Abstract: We analyze rarefaction wave interactions of self-similar transonic irrotational flow in gas dynamics for the two dimensional Riemann problems. We establish the existence result of the transonic solution to the prototype nonlinear wave system for the sectorial Riemann data, and study the formation of the sonic boundary and the transonic shock.

Friday, March 10, 2017

Ming Chen, University of Pittsburgh

Solitary stratified water waves

Abstract: We consider 2D steady water waves with heterogeneous density. The presence of stratification allows for a wide variety of traveling waves, including fronts, so-called generalized solitary waves with ripples in the far field, and even fronts with ripples! Among these many possible wave patterns, we prove that for any smooth choice of upstream velocity and monotone streamline density function, there always exists a continuous curve of solitary waves with large amplitude, which are even and decreasing monotonically on either side of a central crest. As one moves along this curve, the horizontal fluid velocity comes arbitrarily close to the wave speed. We will also discuss a number of results characterizing the qualitative features of solitary stratified waves. In part, these include bounds on the Froude number from above and below that are new even for constant density flow; an a priori bound on the velocity field and lower bound on the pressure; a proof of the nonexistence of monotone bores for stratified surface waves; and a theorem ensuring that all supercritical solitary waves of elevation have an axis of even symmetry.

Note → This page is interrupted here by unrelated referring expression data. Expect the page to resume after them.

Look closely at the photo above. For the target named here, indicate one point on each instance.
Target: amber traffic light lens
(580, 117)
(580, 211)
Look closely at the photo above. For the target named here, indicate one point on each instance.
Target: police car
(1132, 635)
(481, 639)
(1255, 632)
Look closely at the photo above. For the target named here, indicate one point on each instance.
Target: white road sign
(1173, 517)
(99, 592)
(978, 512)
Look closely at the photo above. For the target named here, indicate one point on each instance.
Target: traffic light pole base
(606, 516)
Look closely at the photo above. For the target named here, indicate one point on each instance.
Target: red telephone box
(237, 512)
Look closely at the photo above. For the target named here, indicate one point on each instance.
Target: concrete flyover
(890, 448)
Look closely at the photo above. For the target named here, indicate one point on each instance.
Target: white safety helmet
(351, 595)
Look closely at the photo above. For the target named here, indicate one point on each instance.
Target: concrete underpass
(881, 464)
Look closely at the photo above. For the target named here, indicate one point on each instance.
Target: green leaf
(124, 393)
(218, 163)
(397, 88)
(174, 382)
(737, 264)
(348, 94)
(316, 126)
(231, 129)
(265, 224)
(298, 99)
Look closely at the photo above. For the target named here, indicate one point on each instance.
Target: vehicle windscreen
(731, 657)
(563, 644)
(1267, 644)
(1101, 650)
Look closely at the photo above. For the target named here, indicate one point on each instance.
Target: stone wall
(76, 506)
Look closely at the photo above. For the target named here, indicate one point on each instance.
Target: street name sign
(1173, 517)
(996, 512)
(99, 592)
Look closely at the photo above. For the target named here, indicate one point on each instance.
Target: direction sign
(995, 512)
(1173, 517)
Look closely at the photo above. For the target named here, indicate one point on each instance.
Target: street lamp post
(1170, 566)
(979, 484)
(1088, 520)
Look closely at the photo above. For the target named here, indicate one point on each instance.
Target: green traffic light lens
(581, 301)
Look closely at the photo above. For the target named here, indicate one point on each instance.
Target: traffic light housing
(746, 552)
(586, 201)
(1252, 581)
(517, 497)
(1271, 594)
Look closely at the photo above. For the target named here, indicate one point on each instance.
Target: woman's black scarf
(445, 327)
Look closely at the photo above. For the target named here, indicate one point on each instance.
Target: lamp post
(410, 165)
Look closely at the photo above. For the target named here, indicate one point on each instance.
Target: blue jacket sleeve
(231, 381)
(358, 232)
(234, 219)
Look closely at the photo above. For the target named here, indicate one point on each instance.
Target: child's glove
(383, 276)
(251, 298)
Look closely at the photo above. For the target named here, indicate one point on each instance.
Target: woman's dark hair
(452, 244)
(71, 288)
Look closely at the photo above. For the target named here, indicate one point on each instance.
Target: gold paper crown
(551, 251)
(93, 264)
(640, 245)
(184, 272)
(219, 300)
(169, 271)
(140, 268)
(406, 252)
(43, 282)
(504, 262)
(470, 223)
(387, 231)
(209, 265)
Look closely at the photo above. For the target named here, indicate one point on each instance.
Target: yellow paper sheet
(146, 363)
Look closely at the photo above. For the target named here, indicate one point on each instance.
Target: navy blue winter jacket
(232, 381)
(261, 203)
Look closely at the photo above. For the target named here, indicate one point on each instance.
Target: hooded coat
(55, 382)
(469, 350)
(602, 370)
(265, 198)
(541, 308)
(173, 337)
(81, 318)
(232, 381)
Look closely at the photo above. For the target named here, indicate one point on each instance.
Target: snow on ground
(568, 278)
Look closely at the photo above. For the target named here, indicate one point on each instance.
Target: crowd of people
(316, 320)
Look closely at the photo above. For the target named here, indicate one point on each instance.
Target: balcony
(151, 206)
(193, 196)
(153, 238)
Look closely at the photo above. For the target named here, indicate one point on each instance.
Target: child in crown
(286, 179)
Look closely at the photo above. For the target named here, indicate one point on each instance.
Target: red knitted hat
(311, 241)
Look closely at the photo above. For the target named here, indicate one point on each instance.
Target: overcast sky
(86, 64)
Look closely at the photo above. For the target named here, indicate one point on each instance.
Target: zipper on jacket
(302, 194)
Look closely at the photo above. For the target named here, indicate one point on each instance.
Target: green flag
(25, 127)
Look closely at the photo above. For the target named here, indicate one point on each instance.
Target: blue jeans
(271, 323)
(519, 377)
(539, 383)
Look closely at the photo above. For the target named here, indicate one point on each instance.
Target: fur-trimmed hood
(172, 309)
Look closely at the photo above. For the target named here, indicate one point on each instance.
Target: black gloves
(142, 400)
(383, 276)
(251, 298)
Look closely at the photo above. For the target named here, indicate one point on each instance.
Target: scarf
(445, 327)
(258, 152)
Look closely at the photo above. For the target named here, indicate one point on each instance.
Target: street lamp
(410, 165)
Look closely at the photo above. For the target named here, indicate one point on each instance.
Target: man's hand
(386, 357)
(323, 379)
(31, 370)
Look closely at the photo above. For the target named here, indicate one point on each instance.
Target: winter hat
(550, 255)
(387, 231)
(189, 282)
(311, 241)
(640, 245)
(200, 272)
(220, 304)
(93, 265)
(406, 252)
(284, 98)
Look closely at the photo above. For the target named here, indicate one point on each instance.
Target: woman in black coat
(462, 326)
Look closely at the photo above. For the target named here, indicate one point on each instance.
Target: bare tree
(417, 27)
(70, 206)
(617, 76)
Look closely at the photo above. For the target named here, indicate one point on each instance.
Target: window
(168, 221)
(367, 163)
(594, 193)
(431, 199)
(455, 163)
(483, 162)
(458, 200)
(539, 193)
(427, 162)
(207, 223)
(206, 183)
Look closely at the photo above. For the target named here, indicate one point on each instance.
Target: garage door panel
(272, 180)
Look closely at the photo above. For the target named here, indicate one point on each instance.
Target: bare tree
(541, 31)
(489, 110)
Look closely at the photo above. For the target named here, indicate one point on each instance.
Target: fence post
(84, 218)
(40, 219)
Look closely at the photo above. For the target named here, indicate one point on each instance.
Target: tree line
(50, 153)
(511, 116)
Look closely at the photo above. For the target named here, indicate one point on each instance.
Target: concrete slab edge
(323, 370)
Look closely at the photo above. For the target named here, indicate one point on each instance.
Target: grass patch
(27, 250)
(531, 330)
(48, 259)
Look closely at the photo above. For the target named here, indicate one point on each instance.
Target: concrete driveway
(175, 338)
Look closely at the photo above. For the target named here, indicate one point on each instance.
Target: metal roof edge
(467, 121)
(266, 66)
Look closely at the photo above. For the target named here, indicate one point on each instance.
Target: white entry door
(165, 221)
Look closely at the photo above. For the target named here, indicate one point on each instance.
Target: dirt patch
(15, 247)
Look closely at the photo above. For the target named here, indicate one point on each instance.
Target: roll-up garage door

This is a joint work with Sam Walsh and Miles Wheeler.

Friday, March 24, 2017

Alpar Richard Meszaros, UCLA

Density constraints and congestion effects in advection-diffusion equations

Abstract: In this talk I will present how the theory of optimal transport can be used to study some PDE systems (not necessarily having a gradient flow structure) describing the evolution of the density of a population subject to a density constraint. In this context a particular emphasis will be on a Fokker-Planck type equation. From the modeling point of view this equation can describe the movement of a crowd in a bounded domain, when individuals try to follow a given spontaneous velocity field, but are subject to a Brownian diffusion and - to avoid congestion - have to adapt to a density constraint. From the mathematical point of view, a pressure gradient appears in the PDE (active only in the saturated zones) which affects the movement. The presented results are based on joint works with F. Santambrogio (Paris-Sud, Orsay) and with S. Di Marino (SNS, Pisa).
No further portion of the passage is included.